Categorical Valueについては後ほど処置を考える。一旦は放置

In [None]:
reduced_X_train = reduced_X_train.drop(object_cols, axis=1)
reduced_X_valid = reduced_X_valid.drop(object_cols, axis=1)

In [None]:
reduced_X_train['loan_vs_income'] = reduced_X_train['AMT_CREDIT']/reduced_X_train['AMT_INCOME_TOTAL']
reduced_X_valid['loan_vs_income'] = reduced_X_valid['AMT_CREDIT']/reduced_X_valid['AMT_INCOME_TOTAL']

In [None]:
# #Categorical Valueへの処置は後ほど考える
# print("Categorical variables:")
# drop_X_train[object_cols].head(10)

In [None]:
# from sklearn.preprocessing import LabelEncoder

# # Make copy to avoid changing original data 
# label_X_train = application_train.copy()
# label_X_valid = application_test.copy()

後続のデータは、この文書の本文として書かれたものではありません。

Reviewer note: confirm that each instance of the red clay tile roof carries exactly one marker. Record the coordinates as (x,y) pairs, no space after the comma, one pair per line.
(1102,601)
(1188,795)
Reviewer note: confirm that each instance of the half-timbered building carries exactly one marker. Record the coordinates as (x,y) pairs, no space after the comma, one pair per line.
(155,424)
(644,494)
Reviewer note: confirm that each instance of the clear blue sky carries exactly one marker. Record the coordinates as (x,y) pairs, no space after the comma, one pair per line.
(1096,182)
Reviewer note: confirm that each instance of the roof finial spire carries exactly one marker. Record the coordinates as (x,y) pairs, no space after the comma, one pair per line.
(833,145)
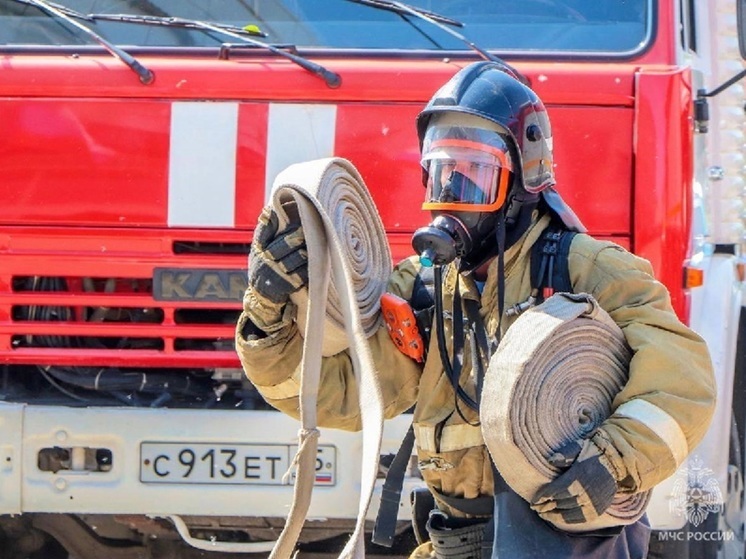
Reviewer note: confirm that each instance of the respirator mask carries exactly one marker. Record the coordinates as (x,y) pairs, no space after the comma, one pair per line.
(467,174)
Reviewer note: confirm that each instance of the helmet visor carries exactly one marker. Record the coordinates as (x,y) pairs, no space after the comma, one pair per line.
(468,171)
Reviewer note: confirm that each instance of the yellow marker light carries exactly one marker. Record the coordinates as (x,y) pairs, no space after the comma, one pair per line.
(693,277)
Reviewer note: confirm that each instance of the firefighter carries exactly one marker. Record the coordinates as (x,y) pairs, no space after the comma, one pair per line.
(486,149)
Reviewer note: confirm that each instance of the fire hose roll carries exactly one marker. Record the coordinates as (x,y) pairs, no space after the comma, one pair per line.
(552,381)
(349,265)
(338,196)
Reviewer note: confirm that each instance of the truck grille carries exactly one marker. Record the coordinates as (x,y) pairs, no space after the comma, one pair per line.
(136,308)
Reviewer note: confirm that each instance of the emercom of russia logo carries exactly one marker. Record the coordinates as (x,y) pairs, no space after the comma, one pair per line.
(696,493)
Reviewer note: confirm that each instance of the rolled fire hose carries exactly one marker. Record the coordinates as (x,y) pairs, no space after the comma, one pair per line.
(349,265)
(552,381)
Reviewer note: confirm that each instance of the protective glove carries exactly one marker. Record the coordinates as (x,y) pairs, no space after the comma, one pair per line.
(580,494)
(278,266)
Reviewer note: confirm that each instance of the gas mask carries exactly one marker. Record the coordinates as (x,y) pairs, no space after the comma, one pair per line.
(467,173)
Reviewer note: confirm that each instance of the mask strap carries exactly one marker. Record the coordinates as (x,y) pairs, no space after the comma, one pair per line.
(452,369)
(500,238)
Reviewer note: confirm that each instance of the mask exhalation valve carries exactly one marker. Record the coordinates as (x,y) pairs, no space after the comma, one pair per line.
(442,241)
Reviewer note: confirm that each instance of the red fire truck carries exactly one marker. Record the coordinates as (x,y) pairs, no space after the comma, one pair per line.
(138,143)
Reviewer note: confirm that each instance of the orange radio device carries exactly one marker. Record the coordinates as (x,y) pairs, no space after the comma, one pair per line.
(402,326)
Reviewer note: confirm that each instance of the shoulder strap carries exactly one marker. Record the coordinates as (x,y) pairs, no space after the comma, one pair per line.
(550,272)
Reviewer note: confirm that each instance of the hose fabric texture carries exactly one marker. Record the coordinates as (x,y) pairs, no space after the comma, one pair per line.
(552,381)
(349,264)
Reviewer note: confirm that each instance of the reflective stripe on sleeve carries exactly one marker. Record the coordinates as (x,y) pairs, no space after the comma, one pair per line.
(452,437)
(289,388)
(660,422)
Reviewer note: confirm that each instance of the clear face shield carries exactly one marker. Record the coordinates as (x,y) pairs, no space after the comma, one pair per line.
(465,169)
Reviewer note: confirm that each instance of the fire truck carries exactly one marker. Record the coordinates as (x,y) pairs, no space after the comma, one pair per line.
(138,144)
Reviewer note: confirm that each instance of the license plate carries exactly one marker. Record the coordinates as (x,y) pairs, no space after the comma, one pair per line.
(208,463)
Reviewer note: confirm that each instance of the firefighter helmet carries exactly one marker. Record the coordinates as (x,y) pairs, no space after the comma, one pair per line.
(485,89)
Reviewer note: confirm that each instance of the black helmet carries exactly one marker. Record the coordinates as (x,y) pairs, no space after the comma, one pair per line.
(486,146)
(486,90)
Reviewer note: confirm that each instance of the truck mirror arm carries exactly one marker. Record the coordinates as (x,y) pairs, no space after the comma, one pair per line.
(702,107)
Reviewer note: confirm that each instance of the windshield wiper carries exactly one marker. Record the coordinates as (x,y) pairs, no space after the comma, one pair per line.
(400,8)
(241,33)
(67,15)
(442,22)
(223,28)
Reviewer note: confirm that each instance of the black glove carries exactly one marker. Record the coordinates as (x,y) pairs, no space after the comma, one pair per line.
(278,266)
(580,494)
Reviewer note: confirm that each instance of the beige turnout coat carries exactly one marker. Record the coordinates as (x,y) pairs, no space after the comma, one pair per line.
(671,379)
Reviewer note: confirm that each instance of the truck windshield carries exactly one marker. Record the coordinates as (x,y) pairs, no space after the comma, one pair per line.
(514,26)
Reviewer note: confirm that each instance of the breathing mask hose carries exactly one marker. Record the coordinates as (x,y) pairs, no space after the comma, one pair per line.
(441,242)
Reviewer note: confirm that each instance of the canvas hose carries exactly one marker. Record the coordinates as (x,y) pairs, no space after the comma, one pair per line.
(349,265)
(551,381)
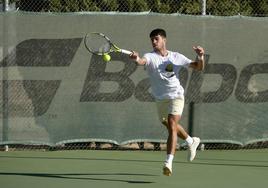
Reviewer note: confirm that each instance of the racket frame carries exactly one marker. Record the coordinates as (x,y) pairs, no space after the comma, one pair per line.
(113,47)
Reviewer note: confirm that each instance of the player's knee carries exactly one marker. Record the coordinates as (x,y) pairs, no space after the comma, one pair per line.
(172,127)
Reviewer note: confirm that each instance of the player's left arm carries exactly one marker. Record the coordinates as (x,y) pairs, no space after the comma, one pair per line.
(199,63)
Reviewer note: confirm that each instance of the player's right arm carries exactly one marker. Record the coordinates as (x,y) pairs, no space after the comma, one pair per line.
(135,56)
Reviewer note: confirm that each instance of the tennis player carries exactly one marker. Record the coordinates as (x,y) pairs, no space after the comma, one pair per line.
(163,68)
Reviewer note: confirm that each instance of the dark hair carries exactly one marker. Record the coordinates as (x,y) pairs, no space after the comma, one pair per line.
(158,31)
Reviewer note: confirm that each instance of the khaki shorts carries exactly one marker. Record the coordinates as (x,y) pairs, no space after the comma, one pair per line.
(169,106)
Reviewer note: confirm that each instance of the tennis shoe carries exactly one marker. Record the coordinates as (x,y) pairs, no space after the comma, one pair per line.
(167,169)
(193,148)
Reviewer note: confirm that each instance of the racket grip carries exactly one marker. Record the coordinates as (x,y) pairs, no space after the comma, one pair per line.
(126,52)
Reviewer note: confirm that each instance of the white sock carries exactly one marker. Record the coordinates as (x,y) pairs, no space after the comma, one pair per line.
(189,140)
(169,158)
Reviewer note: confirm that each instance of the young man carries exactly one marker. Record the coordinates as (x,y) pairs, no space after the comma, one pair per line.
(163,68)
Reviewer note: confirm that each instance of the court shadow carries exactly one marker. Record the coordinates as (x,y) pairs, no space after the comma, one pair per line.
(77,176)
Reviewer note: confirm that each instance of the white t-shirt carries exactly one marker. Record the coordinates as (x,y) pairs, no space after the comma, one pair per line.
(164,74)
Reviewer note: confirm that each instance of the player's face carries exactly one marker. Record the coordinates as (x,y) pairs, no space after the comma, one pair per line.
(158,42)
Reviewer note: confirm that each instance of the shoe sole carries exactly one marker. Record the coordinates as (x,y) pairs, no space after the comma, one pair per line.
(166,171)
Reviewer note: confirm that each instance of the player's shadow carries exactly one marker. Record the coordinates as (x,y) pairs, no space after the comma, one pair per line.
(77,176)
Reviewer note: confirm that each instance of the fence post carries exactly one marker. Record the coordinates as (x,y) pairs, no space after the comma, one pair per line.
(5,75)
(204,5)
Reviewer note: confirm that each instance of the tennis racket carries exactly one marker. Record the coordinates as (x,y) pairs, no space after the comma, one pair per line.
(99,44)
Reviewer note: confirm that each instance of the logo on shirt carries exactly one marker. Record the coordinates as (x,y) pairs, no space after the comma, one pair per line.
(169,70)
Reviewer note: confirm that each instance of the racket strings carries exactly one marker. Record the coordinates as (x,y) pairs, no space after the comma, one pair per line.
(97,44)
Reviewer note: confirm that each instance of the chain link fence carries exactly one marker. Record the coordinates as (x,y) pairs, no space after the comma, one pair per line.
(257,8)
(190,7)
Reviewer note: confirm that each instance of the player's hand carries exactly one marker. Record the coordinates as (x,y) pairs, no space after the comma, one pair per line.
(134,55)
(199,50)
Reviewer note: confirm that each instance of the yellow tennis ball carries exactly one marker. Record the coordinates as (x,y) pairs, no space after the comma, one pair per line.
(106,57)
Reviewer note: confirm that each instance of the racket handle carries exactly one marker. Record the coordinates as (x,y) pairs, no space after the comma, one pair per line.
(126,52)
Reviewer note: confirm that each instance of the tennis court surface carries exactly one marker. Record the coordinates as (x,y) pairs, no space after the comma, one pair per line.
(102,168)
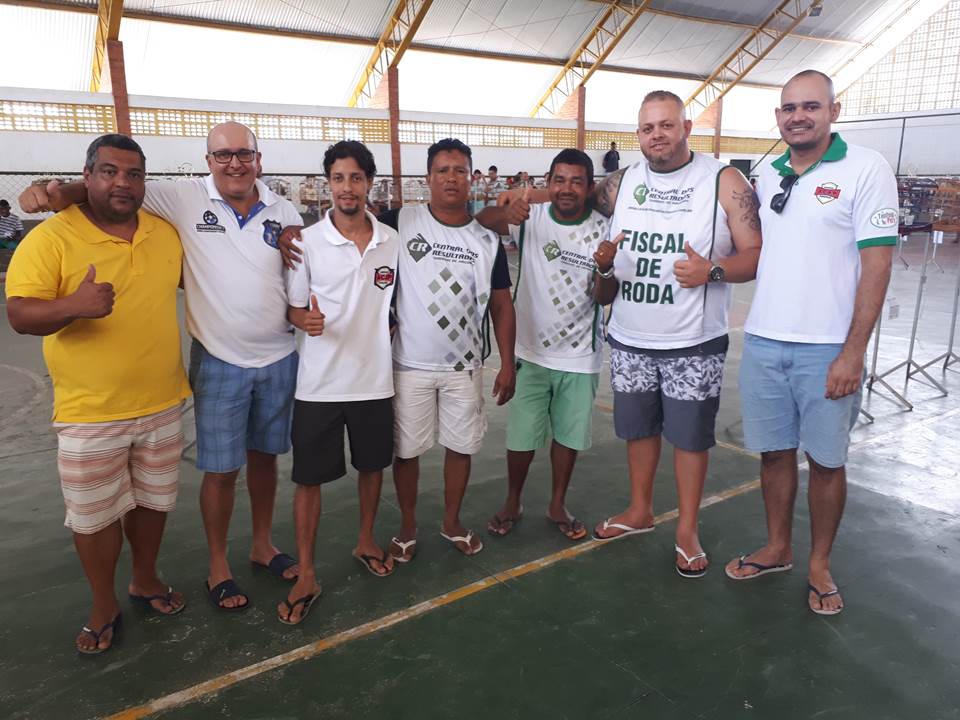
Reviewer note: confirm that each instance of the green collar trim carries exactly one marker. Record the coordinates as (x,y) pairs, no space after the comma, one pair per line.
(837,150)
(667,172)
(579,221)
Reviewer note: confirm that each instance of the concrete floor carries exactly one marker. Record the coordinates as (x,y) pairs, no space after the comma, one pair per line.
(609,631)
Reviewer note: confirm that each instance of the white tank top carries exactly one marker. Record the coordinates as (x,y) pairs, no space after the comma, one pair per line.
(660,213)
(443,289)
(557,317)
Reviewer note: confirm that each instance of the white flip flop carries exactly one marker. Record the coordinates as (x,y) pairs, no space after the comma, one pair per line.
(468,539)
(627,530)
(686,572)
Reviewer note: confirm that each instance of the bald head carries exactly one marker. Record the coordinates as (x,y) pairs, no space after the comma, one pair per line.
(231,135)
(811,78)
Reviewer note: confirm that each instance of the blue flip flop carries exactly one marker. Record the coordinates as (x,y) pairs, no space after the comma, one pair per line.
(146,601)
(220,591)
(761,569)
(278,565)
(95,634)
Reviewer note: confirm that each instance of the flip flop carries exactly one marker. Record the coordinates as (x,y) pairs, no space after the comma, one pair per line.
(761,569)
(278,565)
(219,592)
(367,562)
(504,524)
(687,572)
(820,597)
(627,530)
(146,601)
(307,602)
(467,539)
(95,634)
(575,530)
(404,546)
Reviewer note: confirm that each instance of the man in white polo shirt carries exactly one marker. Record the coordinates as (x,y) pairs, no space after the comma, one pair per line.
(340,297)
(559,342)
(243,362)
(829,214)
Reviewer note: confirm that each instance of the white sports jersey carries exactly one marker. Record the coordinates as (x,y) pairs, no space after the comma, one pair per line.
(351,360)
(443,290)
(232,274)
(658,214)
(558,321)
(810,262)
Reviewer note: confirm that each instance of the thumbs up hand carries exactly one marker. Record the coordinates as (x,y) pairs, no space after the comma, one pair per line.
(313,319)
(518,209)
(694,271)
(92,299)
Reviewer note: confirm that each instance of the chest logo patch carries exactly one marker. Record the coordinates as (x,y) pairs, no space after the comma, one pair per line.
(211,223)
(383,277)
(271,233)
(827,192)
(552,250)
(640,193)
(418,248)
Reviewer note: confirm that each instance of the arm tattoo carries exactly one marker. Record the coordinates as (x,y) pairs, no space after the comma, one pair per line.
(604,198)
(750,204)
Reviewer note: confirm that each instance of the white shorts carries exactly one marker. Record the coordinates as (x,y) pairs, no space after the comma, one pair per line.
(432,404)
(109,468)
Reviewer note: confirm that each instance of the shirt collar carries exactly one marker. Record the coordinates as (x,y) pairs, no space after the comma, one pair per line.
(837,150)
(266,195)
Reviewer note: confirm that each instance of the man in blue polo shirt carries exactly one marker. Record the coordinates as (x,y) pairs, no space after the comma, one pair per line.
(829,217)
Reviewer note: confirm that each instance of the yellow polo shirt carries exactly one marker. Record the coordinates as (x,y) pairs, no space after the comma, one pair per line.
(127,364)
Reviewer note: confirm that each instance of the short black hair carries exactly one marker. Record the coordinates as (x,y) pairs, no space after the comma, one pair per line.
(114,140)
(350,148)
(572,156)
(448,145)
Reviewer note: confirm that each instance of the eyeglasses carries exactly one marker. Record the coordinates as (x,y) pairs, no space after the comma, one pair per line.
(225,156)
(779,201)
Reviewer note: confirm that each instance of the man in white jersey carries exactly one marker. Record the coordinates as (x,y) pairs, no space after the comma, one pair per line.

# # Label encodeingによってcategorical variablesを数値データに変換する fit_transform&transform
# # Apply label encoder to each column with categorical data
# label_encoder = LabelEncoder()
# for col in object_cols:
#     label_X_train[col] = label_encoder.fit_transform(application_train[col])
#     label_X_valid[col] = label_encoder.transform(application_test[col])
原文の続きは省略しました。